In nine different experiments, researchers learned some very important things about chimps: They prefer cooked food, they understand that cooking makes food taste better, and they have the patience to wait for the process to take place, National Geographic reported.
Scientists figured all this out by simulating an oven with a “magic cooking device,” just two close-fitting bowls with a hidden chamber at the bottom that held a pre-cooked snack. It was “cooked” when scientists shook the bowls, the New York Times added.
One of the chimps, Maya, took a while to understand what cooking was and what it did to food, psychologist and fellow study author Felix Warneken said. But finally, he caught on — putting a raw treat into the magic oven himself. Felix shook it for him.
“Maya got really excited. He started vocalizing and practically jumping up and down. You could practically see the light bulb turn on in his head with the insight that his food was now being ‘cooked.’ “
But it isn’t only fire that keeps chimps from cooking themselves, even though they are mentally able to do so. They’re also really untrustworthy, unwilling to part with their precious meal long enough, in fear that someone else will take it, BBC added.
The point of this experiment with the chimps isn’t so that we can strap aprons on them and stick them in a kitchen. It’s actually to answer a question fundamental to human evolution, though not all scientists are convinced of the controversial theory behind it.
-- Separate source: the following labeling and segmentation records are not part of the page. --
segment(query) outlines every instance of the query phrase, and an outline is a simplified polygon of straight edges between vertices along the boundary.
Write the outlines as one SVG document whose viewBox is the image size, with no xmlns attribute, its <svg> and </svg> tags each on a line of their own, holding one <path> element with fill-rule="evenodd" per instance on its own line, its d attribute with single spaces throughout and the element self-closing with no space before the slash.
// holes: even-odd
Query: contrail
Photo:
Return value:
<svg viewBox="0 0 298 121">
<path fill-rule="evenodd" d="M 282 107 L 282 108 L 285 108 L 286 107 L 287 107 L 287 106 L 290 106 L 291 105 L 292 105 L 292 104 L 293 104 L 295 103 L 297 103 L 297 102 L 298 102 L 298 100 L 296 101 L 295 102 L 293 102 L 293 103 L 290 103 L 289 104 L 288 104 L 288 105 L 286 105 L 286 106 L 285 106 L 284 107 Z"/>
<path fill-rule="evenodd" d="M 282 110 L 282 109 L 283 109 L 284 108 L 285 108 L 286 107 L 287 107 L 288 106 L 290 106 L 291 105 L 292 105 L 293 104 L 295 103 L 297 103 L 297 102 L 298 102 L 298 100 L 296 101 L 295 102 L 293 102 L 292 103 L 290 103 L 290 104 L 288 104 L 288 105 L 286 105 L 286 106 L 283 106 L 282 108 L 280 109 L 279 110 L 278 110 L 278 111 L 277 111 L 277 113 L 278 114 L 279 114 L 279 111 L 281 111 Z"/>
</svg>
That theory belongs to primatologist Richard Wrangham, who thinks humans became as smart as we are because we started eating cooked food about two million years ago, giving rise to Homo erectus. In this recent test, chimps were our stand-in, and they proved that our ancestors had the same cognitive foundation. He thinks our ability to understand cooking appeared up to 7 million years ago.
All humans needed was a spark, quite literally — the ability to make fire. But there’s one fact pokes holes in the theory: the use of fire only came about at the much earlier 400,000-year mark, a London professor, Fred Spoor, told BBC.
“To put it bluntly, who cares that early humans may have liked the idea of cooked food? Perhaps they would have liked eating naturally roasted carcasses of animals occasionally trapped in savannah fires, but that is not cooking.”
Still, Maya and her fellow chimps are still one step closer to being cooks. We just have to teach them how to wear gloves and hair nets.